Sexual Harassment On The Job: What To Do When You Witness It

If you see an employer sexually harass one of your co-workers on a daily basis, you may wonder if there's anything you can do about it, especially if the employer threatens to fire you if you report the harassment to the company's higher-ups. Although the person being harassed should report the abuse themselves, they may fear the outcome if they do, such as losing their job or facing ostracism. You can help your fearful co-worker by contacting a sexual harassment lawyer yourself. When you do speak to the attorney on your friend's behalf, be sure to have the following information available. 

Dates and Details of the Harassment

Reporting sexual harassment may be a difficult and disheartening task, especially if you're not the one being harassed. But if you don't speak up and report it, the harassment may affect other people at your job, because the perpetrator may harass you or someone else on job later. Although it doesn't happen in every case, a number of abusers have past histories of sexually harassing other people.

One of the things you can do to help your co-worker is record the dates and times you witness the harassment. Always keep a small writing tablet in your pocket and workable ink pen to record the incidences you witness. Be sure to jot down as much of the conversation and responses between the boss and co-worker as you can while everything's fresh in your mind.

However, to protect yourself from any immediate problems the employer may cause for you, never let the employer witness you taking notes. It's a good idea that you go to a busy location, such as a breakroom or cafeteria to compose your notes.

Names of Other Witnesses of the Harassment

Sometimes, other co-workers may witness the harassment and not say anything about it to you. The co-workers may be victims of the employer's unwelcome advances and threats as well. The next best thing you can do is speak to the employees about the harassment away from work, such as at a local bar or park.

The employees may feel more comfortable about speaking up if they know someone else is there to back them up. A number of employees don't speak up about sexually harassment, because they don't think anyone will believe them about the harassment or put an end to it if they do report it. 
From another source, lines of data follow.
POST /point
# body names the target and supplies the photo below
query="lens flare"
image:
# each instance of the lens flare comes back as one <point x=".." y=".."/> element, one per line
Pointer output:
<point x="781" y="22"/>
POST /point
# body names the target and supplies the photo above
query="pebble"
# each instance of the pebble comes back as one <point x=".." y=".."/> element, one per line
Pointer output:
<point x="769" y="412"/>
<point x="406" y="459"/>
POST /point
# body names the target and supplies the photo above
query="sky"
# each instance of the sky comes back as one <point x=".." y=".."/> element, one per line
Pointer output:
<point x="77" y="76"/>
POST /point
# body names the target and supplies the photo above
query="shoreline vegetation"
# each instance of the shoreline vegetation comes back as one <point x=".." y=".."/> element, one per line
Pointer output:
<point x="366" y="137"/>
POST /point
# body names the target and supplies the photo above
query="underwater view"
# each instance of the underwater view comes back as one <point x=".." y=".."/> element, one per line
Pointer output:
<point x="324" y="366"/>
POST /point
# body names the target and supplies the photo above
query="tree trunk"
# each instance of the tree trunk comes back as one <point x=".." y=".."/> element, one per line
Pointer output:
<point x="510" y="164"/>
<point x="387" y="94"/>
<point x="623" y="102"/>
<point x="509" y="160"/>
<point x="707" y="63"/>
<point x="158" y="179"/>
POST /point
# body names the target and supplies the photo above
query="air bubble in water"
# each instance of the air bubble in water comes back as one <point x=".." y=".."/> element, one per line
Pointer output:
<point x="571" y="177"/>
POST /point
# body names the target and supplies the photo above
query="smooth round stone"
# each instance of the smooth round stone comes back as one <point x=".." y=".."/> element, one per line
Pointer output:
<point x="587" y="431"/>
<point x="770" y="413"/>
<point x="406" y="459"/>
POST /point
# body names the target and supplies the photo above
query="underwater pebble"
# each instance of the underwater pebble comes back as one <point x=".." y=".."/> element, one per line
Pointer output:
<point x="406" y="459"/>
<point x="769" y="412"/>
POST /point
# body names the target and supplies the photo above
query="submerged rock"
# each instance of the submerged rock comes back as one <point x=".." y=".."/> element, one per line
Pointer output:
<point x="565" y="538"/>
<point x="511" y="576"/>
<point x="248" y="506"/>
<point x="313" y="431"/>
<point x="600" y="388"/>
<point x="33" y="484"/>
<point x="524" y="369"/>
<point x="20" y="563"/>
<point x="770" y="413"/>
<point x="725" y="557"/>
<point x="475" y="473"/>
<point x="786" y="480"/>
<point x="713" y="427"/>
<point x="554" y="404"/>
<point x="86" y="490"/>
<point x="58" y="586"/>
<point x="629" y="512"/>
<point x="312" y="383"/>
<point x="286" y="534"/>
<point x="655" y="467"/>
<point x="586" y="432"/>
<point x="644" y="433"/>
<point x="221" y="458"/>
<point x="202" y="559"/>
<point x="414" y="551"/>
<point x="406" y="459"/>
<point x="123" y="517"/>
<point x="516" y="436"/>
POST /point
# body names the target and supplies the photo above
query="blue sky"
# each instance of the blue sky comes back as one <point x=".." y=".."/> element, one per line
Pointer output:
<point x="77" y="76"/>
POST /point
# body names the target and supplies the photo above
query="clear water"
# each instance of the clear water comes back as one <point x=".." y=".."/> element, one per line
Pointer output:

Once you complete your notes, contact a sexual harassment attorney to see if they can help your co-worker. One of things you should understand is that the attorney can't take your co-worker's case unless they agree to hire the attorney themselves. The attorney will most likely contact the co-worker in private to see if they're willing to come into the office and discuss the accusations of sexual harassment in person. Your willingness to help may empower the co-worker to move forward with a case.